APEPTICO’s investigational compound solnatide (INN, laboratory code AP301) is a synthetically manufactured peptide, and was originally designed for the therapeutic treatment of patients with Acute Respiratory Distress Syndrome (ARDS) and various forms of life-threatening pulmonary permeability oedema (PPO). Orally inhaled solnatide IMP has completed a first-in-man (FIM) Phase I clinical study (EUDRACT No. 2011-000223-33), and has delivered clinical proof-of-concept in a randomised, placebo-controlled, double-blinded Phase II clinical study (EUDRACT No. 2012-001863-64) as well as in a Phase II pilot study (EUDRACT No. 2013-000716-21) in patients suffering from pneumonia, sepsis, ARDS, Primary Graft Dysfunction, and other causes of life-threatening pulmonary dysfunction. Currently, solnatide is being tested in a phase IIB clinical study for the treatment of lifethreatening pulmonary permeability (EUDRACT No. 2017-003855-47), and is being used for the treatment of severe COVID-19 patients following infection with the new corona virus (SARS-CoV-2).
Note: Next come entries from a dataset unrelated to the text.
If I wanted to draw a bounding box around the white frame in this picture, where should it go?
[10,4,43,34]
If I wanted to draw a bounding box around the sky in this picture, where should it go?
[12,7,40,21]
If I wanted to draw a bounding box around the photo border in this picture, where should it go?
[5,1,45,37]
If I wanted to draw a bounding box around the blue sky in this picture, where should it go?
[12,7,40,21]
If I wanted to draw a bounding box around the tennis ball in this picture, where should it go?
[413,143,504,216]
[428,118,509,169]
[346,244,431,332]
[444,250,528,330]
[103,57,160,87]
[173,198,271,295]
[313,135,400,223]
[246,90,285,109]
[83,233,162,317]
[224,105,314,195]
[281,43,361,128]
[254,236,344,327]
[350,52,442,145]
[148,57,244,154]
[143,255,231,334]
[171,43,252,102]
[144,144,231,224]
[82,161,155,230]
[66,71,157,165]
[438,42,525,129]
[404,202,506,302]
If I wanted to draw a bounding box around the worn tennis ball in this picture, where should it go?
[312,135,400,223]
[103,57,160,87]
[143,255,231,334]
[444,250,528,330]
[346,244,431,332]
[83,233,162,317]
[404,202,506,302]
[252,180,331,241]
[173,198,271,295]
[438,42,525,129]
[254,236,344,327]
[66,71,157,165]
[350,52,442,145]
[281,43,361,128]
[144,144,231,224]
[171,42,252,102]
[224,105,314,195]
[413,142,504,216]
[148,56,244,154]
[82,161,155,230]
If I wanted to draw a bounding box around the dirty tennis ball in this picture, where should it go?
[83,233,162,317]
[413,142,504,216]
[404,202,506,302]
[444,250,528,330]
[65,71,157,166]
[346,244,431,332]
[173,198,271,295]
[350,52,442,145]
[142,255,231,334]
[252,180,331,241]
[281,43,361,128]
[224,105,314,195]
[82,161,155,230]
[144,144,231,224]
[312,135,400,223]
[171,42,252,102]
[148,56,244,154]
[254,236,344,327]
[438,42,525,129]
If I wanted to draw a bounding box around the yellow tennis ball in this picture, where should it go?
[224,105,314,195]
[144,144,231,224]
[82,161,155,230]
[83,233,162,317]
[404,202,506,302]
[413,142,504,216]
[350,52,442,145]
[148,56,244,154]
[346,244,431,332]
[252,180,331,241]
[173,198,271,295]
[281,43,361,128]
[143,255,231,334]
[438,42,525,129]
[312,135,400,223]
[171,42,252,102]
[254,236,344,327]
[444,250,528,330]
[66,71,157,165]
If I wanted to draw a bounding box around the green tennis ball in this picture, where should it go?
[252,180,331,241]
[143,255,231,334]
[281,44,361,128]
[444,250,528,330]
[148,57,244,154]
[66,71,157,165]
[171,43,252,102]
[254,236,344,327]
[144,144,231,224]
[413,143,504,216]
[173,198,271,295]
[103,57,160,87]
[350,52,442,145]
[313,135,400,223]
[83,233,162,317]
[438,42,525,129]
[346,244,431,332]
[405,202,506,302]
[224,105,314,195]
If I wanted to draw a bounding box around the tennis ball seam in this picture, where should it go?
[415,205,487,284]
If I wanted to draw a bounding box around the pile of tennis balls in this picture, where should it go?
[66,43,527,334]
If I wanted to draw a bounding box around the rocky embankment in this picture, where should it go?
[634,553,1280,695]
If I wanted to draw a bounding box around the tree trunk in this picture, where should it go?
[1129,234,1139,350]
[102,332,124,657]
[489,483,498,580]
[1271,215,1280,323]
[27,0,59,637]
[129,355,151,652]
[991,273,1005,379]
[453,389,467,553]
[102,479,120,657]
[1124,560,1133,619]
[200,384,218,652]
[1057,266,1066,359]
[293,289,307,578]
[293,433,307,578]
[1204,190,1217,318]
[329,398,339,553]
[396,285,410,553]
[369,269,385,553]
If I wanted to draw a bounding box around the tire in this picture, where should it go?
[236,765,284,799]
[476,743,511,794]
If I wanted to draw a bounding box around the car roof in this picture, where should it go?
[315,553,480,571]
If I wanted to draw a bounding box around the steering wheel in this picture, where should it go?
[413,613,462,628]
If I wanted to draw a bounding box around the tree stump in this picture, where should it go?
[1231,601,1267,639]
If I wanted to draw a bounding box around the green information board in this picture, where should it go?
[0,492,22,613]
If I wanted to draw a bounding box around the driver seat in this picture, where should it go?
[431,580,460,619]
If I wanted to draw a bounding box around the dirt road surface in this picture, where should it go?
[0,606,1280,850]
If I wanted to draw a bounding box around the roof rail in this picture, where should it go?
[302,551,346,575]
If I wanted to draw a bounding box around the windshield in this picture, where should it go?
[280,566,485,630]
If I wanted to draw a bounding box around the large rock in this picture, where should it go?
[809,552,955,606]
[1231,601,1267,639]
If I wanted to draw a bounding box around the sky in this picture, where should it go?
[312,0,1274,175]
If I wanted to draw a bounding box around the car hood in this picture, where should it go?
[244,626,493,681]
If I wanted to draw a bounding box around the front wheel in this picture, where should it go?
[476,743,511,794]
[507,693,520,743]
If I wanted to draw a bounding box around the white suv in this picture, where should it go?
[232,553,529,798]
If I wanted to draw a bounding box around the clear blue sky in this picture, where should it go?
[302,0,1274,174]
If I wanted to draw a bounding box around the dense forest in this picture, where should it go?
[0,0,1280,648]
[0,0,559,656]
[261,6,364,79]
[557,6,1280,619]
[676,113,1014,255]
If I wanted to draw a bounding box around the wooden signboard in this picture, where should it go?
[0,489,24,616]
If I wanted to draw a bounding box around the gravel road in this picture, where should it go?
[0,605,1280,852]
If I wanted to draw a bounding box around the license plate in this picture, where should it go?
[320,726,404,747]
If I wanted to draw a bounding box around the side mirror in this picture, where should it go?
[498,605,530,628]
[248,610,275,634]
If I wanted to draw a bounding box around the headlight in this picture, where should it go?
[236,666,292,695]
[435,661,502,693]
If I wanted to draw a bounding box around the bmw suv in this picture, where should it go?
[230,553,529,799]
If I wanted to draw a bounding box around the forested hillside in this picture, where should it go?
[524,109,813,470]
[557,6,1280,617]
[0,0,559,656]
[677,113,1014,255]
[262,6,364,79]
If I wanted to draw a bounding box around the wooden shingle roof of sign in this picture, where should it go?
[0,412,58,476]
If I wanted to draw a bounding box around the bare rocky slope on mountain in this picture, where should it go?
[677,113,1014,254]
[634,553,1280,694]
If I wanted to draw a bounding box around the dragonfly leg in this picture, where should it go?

Involvement of ARDS in severe cases of COVID-19
ARDS plays a major, if not the major role in the morbidity and mortality in COVID-19 patients. Acute respiratory distress syndrome (ARDS) is characterized by acute lung injury, non-cardiogenic pulmonary oedema and severe hypoxia. Several studies reporting the clinical progression and characteristics in hospitalized COVID-19 patients have focussed on the prevalence of ARDS amongst these patients and particularly amongst the more severe cases. From these studies it is obvious that one fifth to one third of hospitalized COVID-19 patients developed ARDS. One fifth to one third of hospitalized patients suffering from COVID-19 required transfer to the ICU unit. Amongst COVID-19 patients requiring ICU treatment approximately two thirds suffer from life-threatening ARDS. Estimates of the mortality rate amongst COVID-19 ICU patients ranges from 16.7% to 61% (Tzotzos et al. 2020). At present no pharmacological agent has been approved specifically for the therapeutic treatment of ARDS and pulmonary permeability oedema.